I am not sure I understand your question. When you say your initial number is in base b1, does it mean you have a representation of it as a string in base b1 ? Maybe you want to construct some table which tells you which number in base b1 correspond to b2, b2^2, b2^3, ... and then compare your number to these numbers to see where it fits.

Otherwise I would go with the algorithm you mentioned, that can easily adopted to any base.

Input : your integer x, the base b2 you want to count the digits in.
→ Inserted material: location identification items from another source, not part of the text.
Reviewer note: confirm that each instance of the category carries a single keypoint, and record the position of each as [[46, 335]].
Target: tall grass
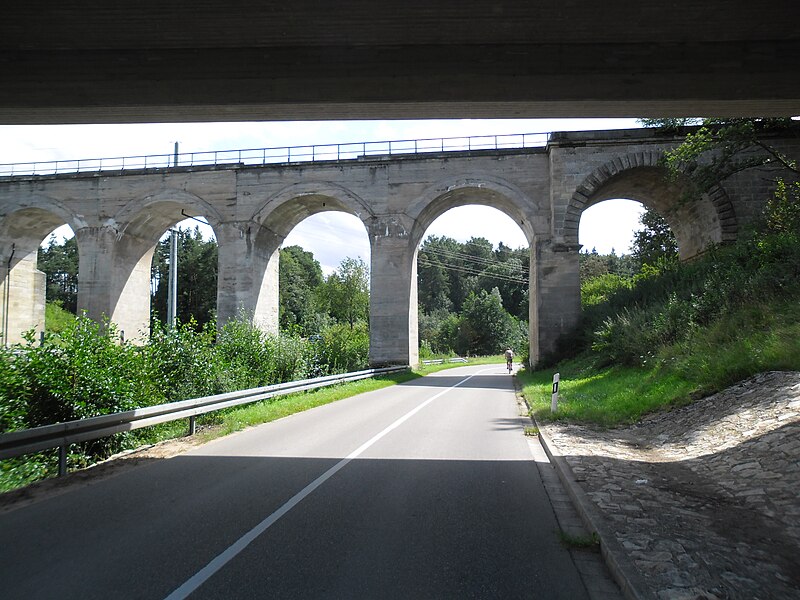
[[680, 331]]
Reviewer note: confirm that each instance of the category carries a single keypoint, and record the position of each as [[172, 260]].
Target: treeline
[[721, 317], [85, 371], [473, 298]]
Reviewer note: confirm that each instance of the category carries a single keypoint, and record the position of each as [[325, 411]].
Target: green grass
[[606, 397], [263, 412], [748, 341], [56, 318]]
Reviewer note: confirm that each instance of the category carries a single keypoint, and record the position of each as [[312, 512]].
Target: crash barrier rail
[[280, 155], [439, 361], [61, 435]]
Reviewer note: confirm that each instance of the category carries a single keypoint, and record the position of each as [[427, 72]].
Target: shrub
[[341, 348]]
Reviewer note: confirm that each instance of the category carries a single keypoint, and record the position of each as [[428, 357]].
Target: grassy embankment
[[668, 338], [764, 338]]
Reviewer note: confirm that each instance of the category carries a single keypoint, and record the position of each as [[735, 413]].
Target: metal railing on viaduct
[[280, 155]]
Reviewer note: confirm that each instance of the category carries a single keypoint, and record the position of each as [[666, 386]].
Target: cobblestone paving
[[704, 498]]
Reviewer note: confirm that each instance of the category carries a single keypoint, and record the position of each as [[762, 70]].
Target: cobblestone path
[[704, 499]]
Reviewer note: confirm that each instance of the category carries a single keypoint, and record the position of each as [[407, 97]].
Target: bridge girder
[[94, 61]]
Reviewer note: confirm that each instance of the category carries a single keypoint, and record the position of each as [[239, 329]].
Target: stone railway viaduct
[[118, 218]]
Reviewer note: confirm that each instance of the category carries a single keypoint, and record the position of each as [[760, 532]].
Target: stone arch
[[395, 241], [249, 249], [641, 176], [285, 209], [484, 190], [151, 216], [116, 274]]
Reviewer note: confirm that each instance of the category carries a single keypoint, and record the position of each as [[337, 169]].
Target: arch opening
[[696, 224], [137, 291], [472, 276], [324, 276], [25, 286]]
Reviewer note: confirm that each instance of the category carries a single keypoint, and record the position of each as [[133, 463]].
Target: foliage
[[59, 263], [721, 148], [345, 293], [182, 359], [600, 288], [197, 277], [448, 271], [56, 318], [748, 340], [782, 212], [655, 242], [300, 275], [342, 348], [669, 302], [592, 265]]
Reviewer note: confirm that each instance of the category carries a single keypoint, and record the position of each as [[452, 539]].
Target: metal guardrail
[[279, 155], [439, 361], [61, 435]]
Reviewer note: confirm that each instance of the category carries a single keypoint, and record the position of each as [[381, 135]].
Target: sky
[[330, 236]]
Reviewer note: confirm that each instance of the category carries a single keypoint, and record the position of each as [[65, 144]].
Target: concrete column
[[393, 315], [249, 256], [22, 292], [557, 310], [114, 279]]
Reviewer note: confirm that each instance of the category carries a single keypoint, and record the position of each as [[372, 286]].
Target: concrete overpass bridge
[[119, 215]]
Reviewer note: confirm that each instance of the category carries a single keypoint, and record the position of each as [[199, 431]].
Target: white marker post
[[554, 399]]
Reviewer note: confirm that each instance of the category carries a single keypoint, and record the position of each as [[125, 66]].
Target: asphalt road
[[421, 490]]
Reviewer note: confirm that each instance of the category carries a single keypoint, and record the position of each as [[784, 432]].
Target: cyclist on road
[[509, 358]]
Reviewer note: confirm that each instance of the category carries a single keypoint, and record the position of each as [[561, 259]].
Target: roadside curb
[[622, 570]]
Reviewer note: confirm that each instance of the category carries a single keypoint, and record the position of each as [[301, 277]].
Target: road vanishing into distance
[[427, 489]]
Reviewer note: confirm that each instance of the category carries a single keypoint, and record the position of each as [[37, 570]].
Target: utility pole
[[172, 288]]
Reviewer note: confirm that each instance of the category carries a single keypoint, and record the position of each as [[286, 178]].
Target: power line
[[469, 271], [469, 257]]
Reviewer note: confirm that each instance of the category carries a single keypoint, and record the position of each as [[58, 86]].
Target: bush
[[341, 348], [182, 359]]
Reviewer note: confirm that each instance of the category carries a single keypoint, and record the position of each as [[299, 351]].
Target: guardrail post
[[62, 461], [554, 396]]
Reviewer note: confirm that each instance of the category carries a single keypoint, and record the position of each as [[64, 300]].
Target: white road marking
[[234, 549]]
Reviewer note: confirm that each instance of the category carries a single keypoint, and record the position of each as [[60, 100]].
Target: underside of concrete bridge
[[95, 61]]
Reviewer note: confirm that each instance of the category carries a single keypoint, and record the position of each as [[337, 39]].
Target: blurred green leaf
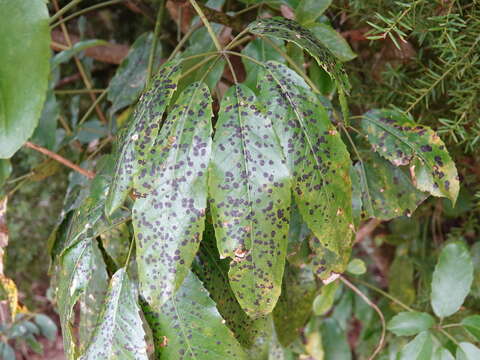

int number_of_digits (int x, int b2) {
    int n = 0;
    while (x >0) {
        x/=b2;
        n++;
    }
    return n;
}

Both methods are only linear in n.

EDIT : If you want to be faster, you can implement this as a binary search. Then you can get O(log(n)).

Answer 4

This problem is a little more delicate than suggested by the answer:

>>> num_digets(1000, 10)  # there are 4 digits
3
>>> [num_digets(1000**i,10)%3 for i in range(1,10)]  # these should all be 1
[0, 0, 0, 0, 0, 0, 0, 0, 0]

def ndigits(N, b):
    if b < 2:
        raise ValueError('base must be integer greater than 1')
    n = abs(N)
    if n < b:
        return 1
    if b == 2:
        return n.bit_length()
    d = math.floor(math.log10(n)/math.log10(b))
    b_ = b**d
    while b_ <= n:  # this will iterate 0, 1 or 2 times
        d += 1
        b_ *= b
    return d

>>> [ndigits(1000**i,10)%3 for i in range(1,10)]
[1, 1, 1, 1, 1, 1, 1, 1, 1]

The reason this requires extra care is that math.log(1000**i)/math.log(10) is a little smaller than the expected floating integer:

import math
>>> math.log(1000)/math.log(10)
2.9999999999999996

If you use math.log10 in base 10 it will work as expected, but then it will fail for other bases, like 125 in base 5. Here is a small set of tests for whatever formula you use:

    assert ndigits(2, 2) == 2
    assert ndigits(2**48 - 1, 2) == 48
    assert ndigits(1000, 10) == 4
    assert ndigits(125, 5) == 4
    assert ndigits(100, 16) == 2

SymPy has a function integer_log that can be used to calculate that exact value so the answer is 1 + integer_log(n, b)[0]. It is not complicated but it is slower than the direct use of math.log to do the calculation.